Jesus answered, "The most important (commandment) is, 'Hear, O Israel: The Lord our God, the Lord is one. And you shall love the Lord your God with all your heart and with all your soul and with all your mind and with all your strength.' The second is this: 'You shall love your neighbor as yourself.' There is no other commandment greater than these." (Mark 12:29-31)

Va'etchanan means "I pleaded," which we may now understand as God's plea that we:

  1. Love Him as the Source of all our real and abiding good
  2. Love one another as we love ourselves

The love of God and others! Think of it! The greatest commandment is not found in the knowledge of Torah, regardless of how edifying or noble; nor in external observances, regardless of how scrupulously or beautifully observed; nor in the practice of Jewish minhagim (customs), regardless of how much they might make us feel identified with God's Chosen People.
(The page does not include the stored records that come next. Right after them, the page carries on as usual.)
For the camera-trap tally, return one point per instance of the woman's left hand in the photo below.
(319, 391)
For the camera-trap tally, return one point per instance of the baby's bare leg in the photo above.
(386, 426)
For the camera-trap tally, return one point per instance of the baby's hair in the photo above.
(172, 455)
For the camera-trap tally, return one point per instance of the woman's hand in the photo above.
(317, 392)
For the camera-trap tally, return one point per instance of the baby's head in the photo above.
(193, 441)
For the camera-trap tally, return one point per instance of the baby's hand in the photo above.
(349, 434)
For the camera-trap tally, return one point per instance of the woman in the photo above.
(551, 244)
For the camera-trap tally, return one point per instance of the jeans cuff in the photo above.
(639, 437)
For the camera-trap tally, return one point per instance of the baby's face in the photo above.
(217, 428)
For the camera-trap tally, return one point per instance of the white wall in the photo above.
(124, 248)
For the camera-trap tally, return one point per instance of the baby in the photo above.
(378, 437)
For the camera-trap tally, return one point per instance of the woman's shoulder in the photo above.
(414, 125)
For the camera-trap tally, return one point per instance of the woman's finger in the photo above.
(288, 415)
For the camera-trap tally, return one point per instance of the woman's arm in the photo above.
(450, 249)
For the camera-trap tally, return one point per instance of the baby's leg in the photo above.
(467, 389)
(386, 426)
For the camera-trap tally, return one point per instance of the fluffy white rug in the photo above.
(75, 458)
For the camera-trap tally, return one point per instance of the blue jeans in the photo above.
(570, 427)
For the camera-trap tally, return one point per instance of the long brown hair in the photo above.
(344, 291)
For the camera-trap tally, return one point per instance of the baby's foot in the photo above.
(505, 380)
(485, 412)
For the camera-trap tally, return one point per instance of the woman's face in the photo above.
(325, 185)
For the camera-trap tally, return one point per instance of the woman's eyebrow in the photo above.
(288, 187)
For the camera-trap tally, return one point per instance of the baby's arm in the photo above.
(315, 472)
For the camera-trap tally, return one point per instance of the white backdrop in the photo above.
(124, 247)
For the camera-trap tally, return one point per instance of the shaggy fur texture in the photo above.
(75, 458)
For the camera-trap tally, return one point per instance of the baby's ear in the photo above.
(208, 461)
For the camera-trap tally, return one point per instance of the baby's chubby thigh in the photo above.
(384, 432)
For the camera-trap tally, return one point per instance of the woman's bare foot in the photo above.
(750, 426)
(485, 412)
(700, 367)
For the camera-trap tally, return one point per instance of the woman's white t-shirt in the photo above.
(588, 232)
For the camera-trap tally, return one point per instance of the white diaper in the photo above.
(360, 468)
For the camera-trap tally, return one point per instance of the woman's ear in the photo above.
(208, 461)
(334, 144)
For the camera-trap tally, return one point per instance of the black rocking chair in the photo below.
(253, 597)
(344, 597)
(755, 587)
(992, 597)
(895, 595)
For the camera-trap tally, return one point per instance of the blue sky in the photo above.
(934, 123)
No.  Jesus' answer is that the greatest duty of our lives is to love God with every bit of our passion, inwardness, and strength, and to extend that same love we instinctively feel toward ourselves to others around us.

When we walk in the power of the Holy Spirit and the fruit of the Holy Spirit is produced within us, we will not find ourselves walking contrary to the way of the Torah (Gal. 5:22-23), and the inward motivation of the Torah will be written upon our hearts
(Jer. 31:33). As Rav Sha'ul (Paul) wrote in Romans 13:10, "Love is the fulfilling of the law."

May it please the LORD to give us a heart that can love in the truth.  Amen.